The Prophet Joel: An Exposition


The book of Joel mentions the phrase “the day of the Lord” five times, but what does this phrase mean? And what does the day of the Lord have to do with the present? Gaebelein expresses bewilderment that God’s people in the present age, standing at the threshold of the fulfillment of many of the predictions in Joel, neglect intentional study of this important prophecy.

The book of Joel tells us little about the prophet, but much about the dire situation of Israel. Swarming locusts, severe drought, and invading armies threaten to undermine Israel’s existence, and they cast doubt on God’s promises. But in the end, God has mercy, and he promises to pour out his Spirit on the people—a telling prophecy, both then and now, given the trials. This exposition of Joel divides the book into manageable sections and analyzes each one, with a keen eye toward prophecy and prophetic fulfillment. The Prophet Joel: An Exposition also contains an introduction by C. I. Scofield.

Praise for the Print Edition

It is my privilege to commend to the people of God… the volumes of Mr. A. C. Gaebelein…

—C. I. Scofield

[These are] works of wide research…


His writings will never lose their timeliness—a valuable addition to any library.

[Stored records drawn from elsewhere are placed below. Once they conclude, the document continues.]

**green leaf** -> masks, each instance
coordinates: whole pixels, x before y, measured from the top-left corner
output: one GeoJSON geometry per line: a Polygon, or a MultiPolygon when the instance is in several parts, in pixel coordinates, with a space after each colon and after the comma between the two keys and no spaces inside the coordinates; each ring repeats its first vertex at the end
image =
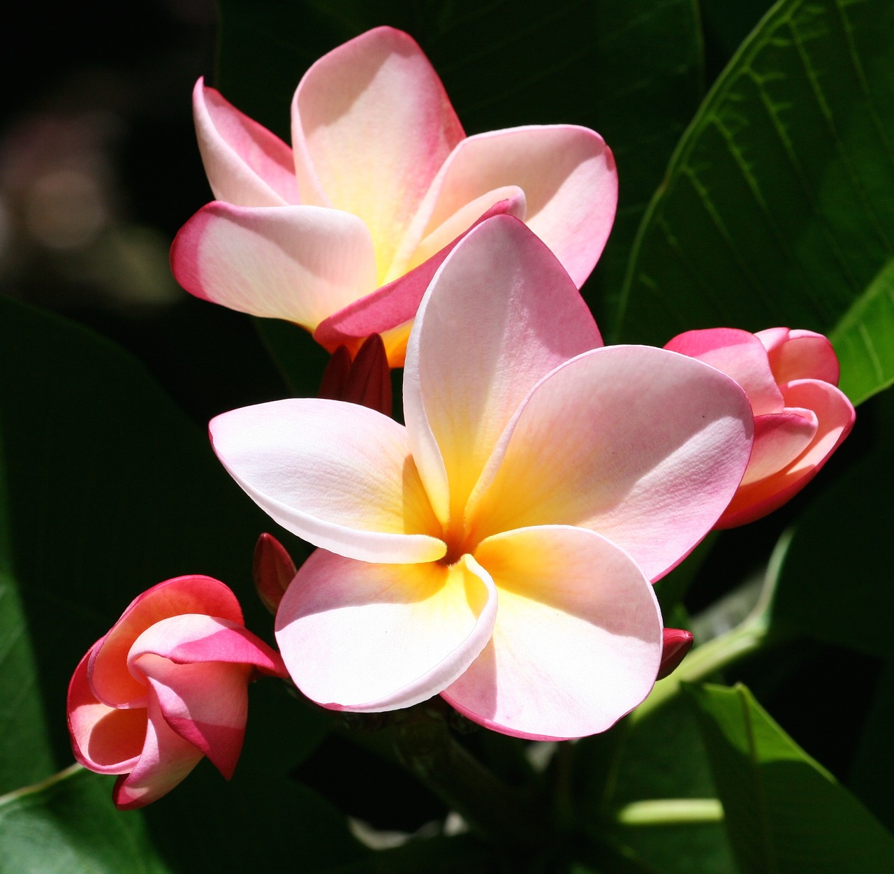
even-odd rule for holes
{"type": "Polygon", "coordinates": [[[702,97],[694,0],[219,5],[216,84],[286,141],[290,101],[304,71],[383,23],[419,42],[468,133],[556,123],[598,131],[618,161],[620,202],[586,293],[597,317],[611,321],[640,218],[702,97]]]}
{"type": "Polygon", "coordinates": [[[119,813],[114,778],[75,765],[0,798],[0,874],[168,874],[139,813],[119,813]]]}
{"type": "Polygon", "coordinates": [[[894,836],[744,686],[687,686],[742,874],[887,874],[894,836]]]}
{"type": "MultiPolygon", "coordinates": [[[[621,724],[618,728],[624,726],[621,724]]],[[[590,745],[602,743],[602,737],[585,738],[578,746],[586,751],[590,745]]],[[[610,810],[644,799],[711,798],[716,794],[704,749],[698,742],[695,720],[679,700],[628,725],[621,751],[607,782],[613,790],[604,801],[610,810]]],[[[582,776],[586,779],[586,775],[582,776]]],[[[599,809],[592,802],[603,803],[600,793],[605,793],[604,785],[594,783],[590,798],[583,799],[581,806],[591,827],[597,832],[604,825],[598,817],[599,809]]],[[[691,871],[734,874],[735,871],[723,827],[718,823],[651,827],[616,826],[614,834],[662,874],[691,871]]]]}
{"type": "MultiPolygon", "coordinates": [[[[835,331],[894,256],[892,70],[887,0],[777,4],[705,98],[649,207],[620,339],[662,344],[715,326],[835,331]]],[[[876,346],[888,336],[863,324],[876,346]]],[[[845,379],[862,394],[885,384],[865,376],[864,353],[848,367],[860,369],[845,379]]]]}
{"type": "MultiPolygon", "coordinates": [[[[207,436],[112,344],[0,300],[0,521],[7,522],[0,547],[12,572],[3,581],[18,587],[0,602],[0,629],[15,623],[21,634],[20,658],[0,659],[0,719],[11,732],[0,740],[0,773],[21,767],[21,778],[72,761],[64,717],[72,672],[155,583],[183,573],[217,577],[240,597],[248,626],[269,637],[273,620],[250,568],[257,534],[271,522],[215,459],[207,436]]],[[[249,702],[231,786],[202,762],[151,808],[166,854],[192,859],[192,870],[211,858],[246,870],[265,847],[294,856],[299,839],[308,870],[356,858],[344,818],[288,777],[325,736],[329,717],[279,681],[254,684],[249,702]]],[[[69,831],[60,827],[59,839],[69,831]]]]}
{"type": "Polygon", "coordinates": [[[894,259],[841,317],[830,339],[841,364],[839,387],[854,403],[894,382],[894,259]]]}

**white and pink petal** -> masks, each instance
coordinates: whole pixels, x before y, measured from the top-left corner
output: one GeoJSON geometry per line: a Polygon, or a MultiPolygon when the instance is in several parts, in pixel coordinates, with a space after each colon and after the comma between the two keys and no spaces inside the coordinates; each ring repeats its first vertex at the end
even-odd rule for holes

—United Evangelical Action

Product Details

  • Title: The Prophet Joel: An Exposition
  • Author: Arno Clemens Gaebelein
  • Publisher: Logos Research Systems, Inc.
  • Publication Date: 2009
  • Pages: 178

About Arno Clemens Gaebelein

Arno Clemens Gaebelein was born in 1861 in Germany, and immigrated to the United States in 1879. He was converted at an early age, and became ordained in the Methodist church in 1886. Gaebelein was a prolific writer. He wrote numerous books and tracts and served as editor of Our Hope, a Bible study magazine, for fifty-two years. He also co-edited the Scofield Reference Bible. Gaebelein devoted nearly ten years of his life to writing The Annotated Bible, a 3,000-page commentary on Scripture, also available from Logos. He also lectured frequently at Dallas Theological Seminary. Gaebelein died in 1945.